The value of integral $\int \frac{e^{{\tan }^{-1}x}}{1+x^2}[{\left({\sec }^{-1}\sqrt{1+x^2}\right)}^2+{\cos }^{-1}\left(\frac{1-x^2}{1+x^2}\right)]dx$ $(x>0),$ is
(where ${}^{\prime }{C}^{\prime }$ is the constant of integration)

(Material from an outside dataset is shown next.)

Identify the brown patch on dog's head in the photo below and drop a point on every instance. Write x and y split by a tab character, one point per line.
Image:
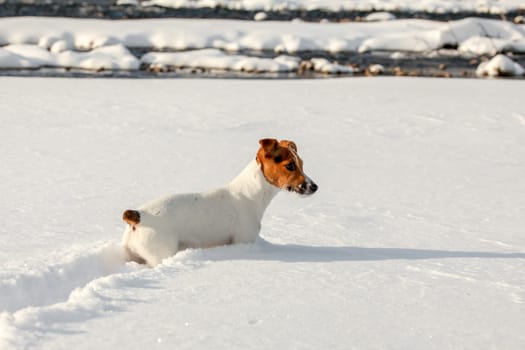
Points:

• A. $e^{{\tan }^{-1}x}\left({\tan }^{-1}x\right)+C$
• B. $e^{{\tan }^{-1}x}{\left({\tan }^{-1}x\right)}^2+C$
• C. $e^{{\tan }^{-1}x}+{\left({\tan }^{-1}x\right)}^2+C$
• D. $e^{{\left({\tan }^{-1}x\right)}^2}\left({\tan }^{-1}x\right)+C$

Answer 1

The correct option is B $e^{{\tan }^{-1}x}{\left({\tan }^{-1}x\right)}^2+C$

$I=\int \frac{e^{{\tan }^{-1}x}}{1+x^2}[{\left({\sec }^{-1}\sqrt{1+x^2}\right)}^2+{\cos }^{-1}\left(\frac{1-x^2}{1+x^2}\right)]dx$

Put $x=\tan \theta$
${\sec }^{-1}\sqrt{1+x^2}={\sec }^{-1}\sqrt{1+{\tan }^2\theta }={\sec }^{-1}\left(\sec \theta \right)(\because x>0)=\theta$

${\cos }^{-1}\left(\frac{1-x^2}{1+x^2}\right)={\cos }^{-1}\left(\frac{1-{\tan }^2\theta }{1+{\tan }^2\theta }\right)={\cos }^{-1}\left(\cos 2\theta \right)=2\theta$

$\Rightarrow I=\int e^{\theta }({\theta }^2+2\theta )d\theta$
The above integral is in the form of
$\int e^x\left[f\right(x)+f^{\prime }(x\left)\right]dx=e^{x}f\left(x\right)+C$

$\therefore I=e^{\theta }{\theta }^2+C$
$=e^{{\tan }^{-1}x}{\left({\tan }^{-1}x\right)}^2+C$